In that time I met Justin, who has been an amazing friend to me. When everyone else decided I was too much effort to come and visit and take care of, he visited regularly and never once complained that I couldn't go out and do crazy things. One evening things were looking very bleak and I was feeling absolutely awful, when Justin told me that I was an amazing person and that he felt lucky to have met me.

I cried after he said that.

I also cried when my parents told me the only thing they really wanted for christmas was for me to better.

Things are still bad on the CFS front, and mental issues are bubbling up on the surface, but I still try my hardest to treat everyone with the kindness they deserve. Just like my parents, my brother and Justin have been an amazing support to me.
(, Thu 2 Oct 2008, 20:42, 6 replies)
I have the same problem (CFS, and being bipolar)
and know exactly what you mean. Sometimes I feel I must be doing everything possible to drive my friends away and alienate myself, but then someone is incredibly kind and nice and it makes life worth living again.

Although I've missed out on whole chunks of life (parts of school, dropped out of uni, had to quit multiple jobs), and sometimes life seems just shit, occasionally I realise that what I do have is so valuable and worthwhile, because I've had to struggle every inch of the way to get it.

I don't think there's any cure for CFS or my mental problems. The pills I take numb the pain and the darkness, but also numb potential happiness, love, lust, and my artistic talent. (oh and apparently damage my sperm, according to recent news...)

But regardless of what you go through, life is worth it in the end; it's the difficult parts that make the good parts worthwhile. There's no sunshine without clouds, etc.
(, Thu 2 Oct 2008, 20:56, closed)
It's the little things
That keep me going really. Like if Mum brings home doughnuts, or if I get a really big hug. If someone says I'm a nice person, just things like that.

I'm constantly being told by the doctor that eventually I will get better but I've been being told that for the past two years and nothing has changed really. However, the social recluse thing has made me have terrible anxiety troubles, which I'm meant to be seeing someone about.
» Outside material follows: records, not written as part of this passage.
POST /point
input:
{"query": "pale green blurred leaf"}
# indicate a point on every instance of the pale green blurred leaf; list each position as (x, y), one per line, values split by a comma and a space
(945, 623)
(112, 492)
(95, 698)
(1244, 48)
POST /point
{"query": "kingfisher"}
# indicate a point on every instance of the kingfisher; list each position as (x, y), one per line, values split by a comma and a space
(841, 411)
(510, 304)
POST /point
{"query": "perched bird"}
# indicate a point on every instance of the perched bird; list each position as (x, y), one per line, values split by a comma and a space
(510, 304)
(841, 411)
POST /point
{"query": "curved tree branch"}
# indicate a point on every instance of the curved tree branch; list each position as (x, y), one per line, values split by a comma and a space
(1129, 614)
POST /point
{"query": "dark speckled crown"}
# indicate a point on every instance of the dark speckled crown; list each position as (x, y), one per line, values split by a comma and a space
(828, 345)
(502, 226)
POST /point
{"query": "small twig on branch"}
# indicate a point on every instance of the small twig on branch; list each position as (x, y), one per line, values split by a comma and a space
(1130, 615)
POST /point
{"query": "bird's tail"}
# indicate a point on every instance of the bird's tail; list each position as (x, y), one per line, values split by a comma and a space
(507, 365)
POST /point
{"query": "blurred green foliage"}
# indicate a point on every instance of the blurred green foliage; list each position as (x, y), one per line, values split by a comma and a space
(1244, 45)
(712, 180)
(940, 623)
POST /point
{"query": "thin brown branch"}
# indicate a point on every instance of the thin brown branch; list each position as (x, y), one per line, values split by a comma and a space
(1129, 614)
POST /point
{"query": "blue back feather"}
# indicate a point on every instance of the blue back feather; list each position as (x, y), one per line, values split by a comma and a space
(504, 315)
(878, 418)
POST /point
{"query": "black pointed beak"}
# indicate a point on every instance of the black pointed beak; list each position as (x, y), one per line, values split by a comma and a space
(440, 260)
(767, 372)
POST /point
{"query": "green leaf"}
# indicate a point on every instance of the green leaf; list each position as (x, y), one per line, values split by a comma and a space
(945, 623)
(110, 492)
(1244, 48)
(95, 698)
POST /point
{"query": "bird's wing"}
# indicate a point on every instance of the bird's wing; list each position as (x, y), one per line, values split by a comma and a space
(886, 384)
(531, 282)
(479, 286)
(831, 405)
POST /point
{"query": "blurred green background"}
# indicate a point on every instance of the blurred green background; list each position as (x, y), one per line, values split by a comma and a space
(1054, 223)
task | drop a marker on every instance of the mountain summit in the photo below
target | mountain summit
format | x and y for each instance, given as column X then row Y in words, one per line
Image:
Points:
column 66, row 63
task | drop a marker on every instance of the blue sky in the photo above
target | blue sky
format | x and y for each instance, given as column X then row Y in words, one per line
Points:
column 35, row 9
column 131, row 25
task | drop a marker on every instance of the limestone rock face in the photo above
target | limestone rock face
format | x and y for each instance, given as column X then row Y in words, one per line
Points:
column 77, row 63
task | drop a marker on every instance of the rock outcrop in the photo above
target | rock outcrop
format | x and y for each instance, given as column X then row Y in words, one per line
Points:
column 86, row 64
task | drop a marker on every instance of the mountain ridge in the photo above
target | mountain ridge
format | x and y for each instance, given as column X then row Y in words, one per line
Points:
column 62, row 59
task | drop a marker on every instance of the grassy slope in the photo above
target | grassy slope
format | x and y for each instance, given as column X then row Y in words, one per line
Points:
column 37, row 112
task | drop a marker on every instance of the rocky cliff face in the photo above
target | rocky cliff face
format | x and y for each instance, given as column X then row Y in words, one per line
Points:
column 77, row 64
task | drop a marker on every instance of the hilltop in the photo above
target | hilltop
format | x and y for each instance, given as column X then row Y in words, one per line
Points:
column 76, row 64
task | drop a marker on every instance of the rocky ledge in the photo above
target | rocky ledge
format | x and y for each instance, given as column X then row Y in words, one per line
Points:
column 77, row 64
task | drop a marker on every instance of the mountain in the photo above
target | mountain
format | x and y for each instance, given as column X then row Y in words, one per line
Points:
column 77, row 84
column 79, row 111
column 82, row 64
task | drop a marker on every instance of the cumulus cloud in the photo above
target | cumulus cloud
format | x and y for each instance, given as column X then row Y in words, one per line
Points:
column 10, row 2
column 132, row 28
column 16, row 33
Nevermind, I guess we just battle on, eh?
(, Thu 2 Oct 2008, 21:16, closed)
I dunno if it's just me
but I've come to the conclusion that I'm not going to get magically better, but I *can* come to terms with who I am.
So I still get hideously depressed, but I've learnt to recognise the signs and symptoms; and so phone in sick for a couple of days if I know I'm heading downhill, and stock up on chocolate and pizza. And if I feel like suicide and nobody loves me, I know to tell myself that it's a mood swing, and in a couple of day's time I won't feel like that any more, so just ride through it.

I don't know if that's helpful - probably quite the opposite - but it's how I cope.
(, Thu 2 Oct 2008, 23:12, closed)
interesting to see that there are others with cfs on here...
I also have cfs. As a result I missed out on a lot of what I guess others would consider a regular school life.

Luckily for me I have come through the worst of it (illnesses still hit me incredibly hard and I have to be careful not to over do things), a lot of it thanks to the wonderful friends that stood by me and of course my family.

I understand what you are going through, and what has been said above is true in my case, there is no magical cure unfortunately, but learning to cope with things and plan ahead seems to work well for me.

Try to stay positive, and if you ever want to talk feel free to gaz me!
(, Fri 3 Oct 2008, 11:26, closed)
Hey
"I still try my hardest to treat everyone with the kindness the deserve"

Sounds like your an amazing person to me too!
(, Thu 2 Oct 2008, 21:34, closed)
Me too!
I was diagnosed with ME/CFS in 2005; it nearly ruined my training as a midwife and the most we know is that it was probably a reaction to the Hep B vaccine but I'd sooner have ME than Hep B!

I have good and bad times, but I am absolute proof that you can be at a stage where you have no strength to turn your alarm clock off in the morning and go to working full time in a demanding job within a year, recovery is possible but it is individual and you just have to believe you are worth it and that you will get better.